The first is to use plain ruby methods over let. This is just my preference, I think it adds clarity to tests. Check this for more about that: http://robots.thoughtbot.com/lets-not

And then, I have a helper method for auth stuff. I'm using Devise for authentication, so my implementation will be different than yours, but this sets the HTTP_AUTHORIZATION header for every request made to my app after calling the helper method in the tests.

module Requests
  module AuthenticationHelpers
    def basic_http_auth(user)
      credentials = ActionController::HttpAuthentication::Basic.encode_credentials(user.email,user.password)
      Rack::MockRequest::DEFAULT_ENV['HTTP_AUTHORIZATION'] = credentials
    end
  end
end

And then in the actual test, I'll do something like this:

describe "GET /api/v1/messages" do
  it 'returns an array of messages' do
    get '/api/v1/messages'
    basic_http_auth(FactoryGirl.create(:user))

    expect(response).to eq(200)
  end
end

So, if you're going to be using this across a lot of the API tests, move it into a support helper. And, if you're calling something multiple times in the same file, write a method (or put it in a let call) to DRY your your tests.

Answer 3

The easiest thing to do to avoid the duplication would be to define the token in the highest level describe so that it's available for all the examples in your spec.
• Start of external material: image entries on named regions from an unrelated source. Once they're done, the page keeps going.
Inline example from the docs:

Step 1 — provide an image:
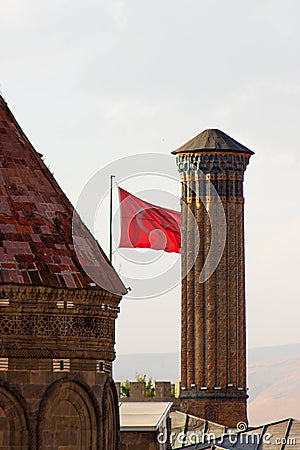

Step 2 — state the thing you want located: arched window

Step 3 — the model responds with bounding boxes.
[0,384,29,450]
[37,379,100,450]
[205,405,218,423]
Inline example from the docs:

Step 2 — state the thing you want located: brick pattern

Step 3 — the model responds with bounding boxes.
[0,97,126,450]
[177,150,250,426]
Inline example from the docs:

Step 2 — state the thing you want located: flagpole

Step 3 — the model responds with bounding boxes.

In addition, to avoid any performance issue for the examples that don't depend on it, you can use let rather than before to define the token since let is lazily evaluated.

What you'd have then, is the following:

let(:access_token) do
  user = FactoryGirl.create(:user)
  authentication = FactoryGirl.create(:authentication, user: user)
  application = Doorkeeper::Application.create!(:name => "MyApp", :redirect_uri => "http://app.com")
  Doorkeeper::AccessToken.create!(:application_id => application.id, :resource_owner_id => authentication.identity.id)
  end

You'd need to also change your references to this token from @access_token to access_token, since you're defining a method and not an instance variable.